「ベネフィット訴求が大事なのはわかりますが、我々のように技術を売りにする企業では、実現が難しいこともあります。なぜなら、顧客の要求に基づいて開発がスタートするからです。しかし、スペック訴求が通用しなくなっているのは実感しています。ベネフィット訴求以外に、他に効果的な対策はあるのでしょうか?」
先週のコラム「第641話 強い訴求力が売上を増大させる!」に対して、読者の方から質問をいただきました。本コラムをもってお答えします。
さて、ご質問への回答ですが、まずビジネスの根本から考える必要があると感じました。
厳しい指摘になるかもしれませんが、一言で申し上げると下請け思考からの脱却が必要です。
全ての取り組みでなくても構いません。
売上高に占める割合を最低でも3割。
できれば5割以上を下請け的な受注から、提案型の高付加価値営業に切り替えていく改革をする必要があります。
近年、日本企業が直面する大きな課題の一つに賃金の停滞があります。
構造的に分析すると、賃金停滞の理由は大きく2つあります。
1つは、非正規社員の増加。
2つ目は、下請け体質の企業が多数存在していることです。
非正規社員の賃金は、正社員の約6〜7割程度にとどまっているとされています。 低賃金の非正規雇用者が増加することで、日本全体の平均賃金が押し下げられているのは間違いありません。
次に、下請け体質の問題です。
高度成長期を支えたサプライチェーンの構造が崩れつつある今、その問題が明らかになっています。

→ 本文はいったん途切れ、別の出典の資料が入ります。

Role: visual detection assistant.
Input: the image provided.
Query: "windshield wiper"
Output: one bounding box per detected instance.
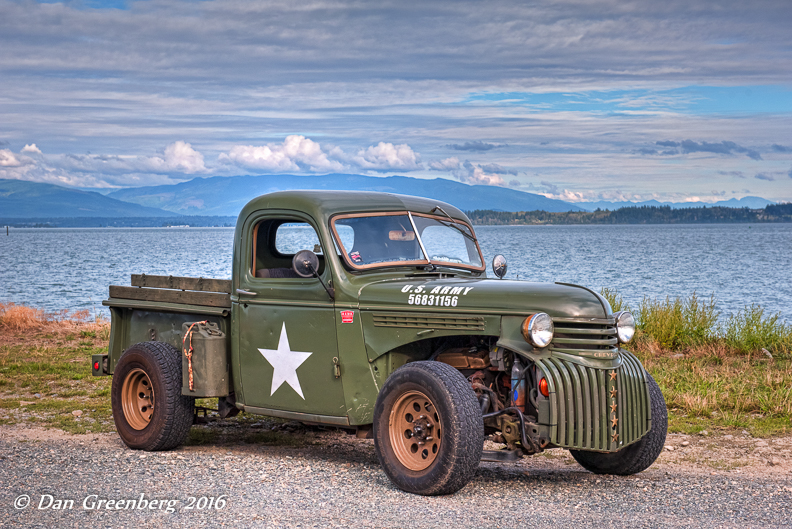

2016年12月のコラムで取り上げた通り、スマイルカーブの構造を見れば、素材提供、部品製造、アセンブリ(組み立て)は、自動化、ロボット化、ギガキャストなどの新技術の登場によって、さらに低収益化の波に襲われます。
この構造は、今後ますます強まるでしょう。
インターネットや最新の生成AI(Perplexityなど)の登場により、世界中の知的財産に瞬時にアクセスできる時代です。
必要な技術情報は、すぐに集めることができます。
顧客側が「こんな課題を解決できる技術はある?」とPerplexityに入力すれば、考えうる技術的アプローチが瞬時に列挙されてしまいます。
その情報を元に買い手が「この技術を使ってこんなことができる?」と言った時点で、価格決定権は顧客側にあります。
つまり、作り手側は低収益に甘んじざるを得なくなるのです。
受け身の姿勢、下請け思考は、自ら賃金上昇の可能性を狭めていることを、全てのビジネスマンが理解すべきです。
厳しい言い方をすれば、自ら考える力を放棄した時点で、低賃金を自ら招いていると自覚するべきなのです。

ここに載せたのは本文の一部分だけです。